Trams: I included this category, as for children, this can be an attraction all on its own. And, Disney recently announced that they are adding doors to the sides of the trams. Trams are used in parking lots of all 4 Disney parks. Personally, we haven’t experienced trams, but we have seen them in use. Guests who drive to any of the 4 Walt Disney World Parks, have the option of using a tram to get either the park entrance, or in the case of the Magic Kingdom, to the TTC (Ticket and Transportation Center) to then ride the ferry or monorail.


Bicycles: Bikes of all shapes, sizes, and number of passengers are available for rent at most Walt Disney World Resorts. Renting a bike at our resort is still on the husband’s list of things to do.
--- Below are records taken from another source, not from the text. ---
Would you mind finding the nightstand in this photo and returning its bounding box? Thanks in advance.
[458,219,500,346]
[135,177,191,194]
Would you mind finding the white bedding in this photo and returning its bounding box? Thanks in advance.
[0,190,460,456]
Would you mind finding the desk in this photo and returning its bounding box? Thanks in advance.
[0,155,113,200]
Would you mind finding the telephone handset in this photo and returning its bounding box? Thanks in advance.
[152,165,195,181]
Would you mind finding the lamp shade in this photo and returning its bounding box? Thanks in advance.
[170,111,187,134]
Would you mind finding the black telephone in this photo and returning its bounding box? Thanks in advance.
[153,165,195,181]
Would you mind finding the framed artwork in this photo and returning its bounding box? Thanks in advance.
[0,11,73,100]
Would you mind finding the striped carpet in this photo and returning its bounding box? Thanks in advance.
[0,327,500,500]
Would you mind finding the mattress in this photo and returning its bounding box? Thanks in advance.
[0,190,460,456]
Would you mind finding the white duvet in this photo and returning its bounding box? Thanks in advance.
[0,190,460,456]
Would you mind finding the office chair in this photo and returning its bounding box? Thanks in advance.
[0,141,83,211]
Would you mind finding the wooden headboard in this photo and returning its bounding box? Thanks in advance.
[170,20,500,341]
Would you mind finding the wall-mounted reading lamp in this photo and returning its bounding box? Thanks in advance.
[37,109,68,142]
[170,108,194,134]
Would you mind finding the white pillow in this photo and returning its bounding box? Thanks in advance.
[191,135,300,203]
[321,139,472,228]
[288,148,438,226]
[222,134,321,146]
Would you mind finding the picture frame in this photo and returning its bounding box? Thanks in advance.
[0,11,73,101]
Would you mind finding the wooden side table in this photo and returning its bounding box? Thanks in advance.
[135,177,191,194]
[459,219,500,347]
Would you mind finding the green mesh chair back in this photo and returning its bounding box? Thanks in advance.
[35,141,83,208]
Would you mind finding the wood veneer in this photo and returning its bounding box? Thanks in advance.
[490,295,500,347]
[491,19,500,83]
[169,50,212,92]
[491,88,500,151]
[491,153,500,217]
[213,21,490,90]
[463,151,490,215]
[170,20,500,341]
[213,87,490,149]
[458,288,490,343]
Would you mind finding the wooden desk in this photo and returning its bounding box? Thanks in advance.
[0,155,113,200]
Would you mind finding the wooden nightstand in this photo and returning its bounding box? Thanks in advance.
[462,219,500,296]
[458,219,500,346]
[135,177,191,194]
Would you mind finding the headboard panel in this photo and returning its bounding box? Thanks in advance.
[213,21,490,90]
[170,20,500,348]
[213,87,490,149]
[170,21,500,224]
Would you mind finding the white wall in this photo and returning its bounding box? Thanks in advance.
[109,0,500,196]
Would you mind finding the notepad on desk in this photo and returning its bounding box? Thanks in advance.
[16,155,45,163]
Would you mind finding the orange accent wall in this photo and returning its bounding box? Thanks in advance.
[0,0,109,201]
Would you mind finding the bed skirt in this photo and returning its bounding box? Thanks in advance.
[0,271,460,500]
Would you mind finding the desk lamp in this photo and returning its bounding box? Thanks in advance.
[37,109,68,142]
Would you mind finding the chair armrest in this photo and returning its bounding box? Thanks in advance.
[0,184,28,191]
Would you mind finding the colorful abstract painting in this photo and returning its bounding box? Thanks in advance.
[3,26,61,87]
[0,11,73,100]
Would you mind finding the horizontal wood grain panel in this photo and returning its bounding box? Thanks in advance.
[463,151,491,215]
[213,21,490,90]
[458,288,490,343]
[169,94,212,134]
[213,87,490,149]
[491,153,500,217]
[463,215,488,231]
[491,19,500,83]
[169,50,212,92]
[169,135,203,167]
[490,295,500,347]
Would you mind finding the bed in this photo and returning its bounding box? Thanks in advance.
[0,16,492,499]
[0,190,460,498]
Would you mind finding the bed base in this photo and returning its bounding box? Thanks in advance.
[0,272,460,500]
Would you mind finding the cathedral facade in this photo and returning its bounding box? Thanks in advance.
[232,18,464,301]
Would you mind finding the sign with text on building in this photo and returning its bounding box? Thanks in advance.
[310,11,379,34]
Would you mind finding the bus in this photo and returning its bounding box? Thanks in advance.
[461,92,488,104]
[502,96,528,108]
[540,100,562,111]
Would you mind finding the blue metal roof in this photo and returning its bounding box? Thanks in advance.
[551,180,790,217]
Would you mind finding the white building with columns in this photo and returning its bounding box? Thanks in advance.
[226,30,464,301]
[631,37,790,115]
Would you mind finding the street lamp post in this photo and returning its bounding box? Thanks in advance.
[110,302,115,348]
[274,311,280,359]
Busses: Finally! We are well experienced in the bus system at Walt Disney World. Busses run 24/7 between Orlando International Airport and the Walt Disney World Resort.--click here to read more. Then there are the resort busses. Busses make regular runs between each of the 21 resorts and the various parks, water parks, and Downtown Disney. We use busses to get to and from the parks, park hop, and get to and from the airport. In some resorts, there are even “internal busses” like at Fort Wilderness and Caribbean Beach. There’s a dedicated phone line from your resort room phone to contact the Walt Disney World Transportation Center should you have questions about bussing.



Whew! That’s quite a list and I didn’t even get to ponies, horses, carriages, and horse drawn wagons. Again, it can take many, many visits to the Walt Disney World Resort to experience everything it has to offer. When is your next visit?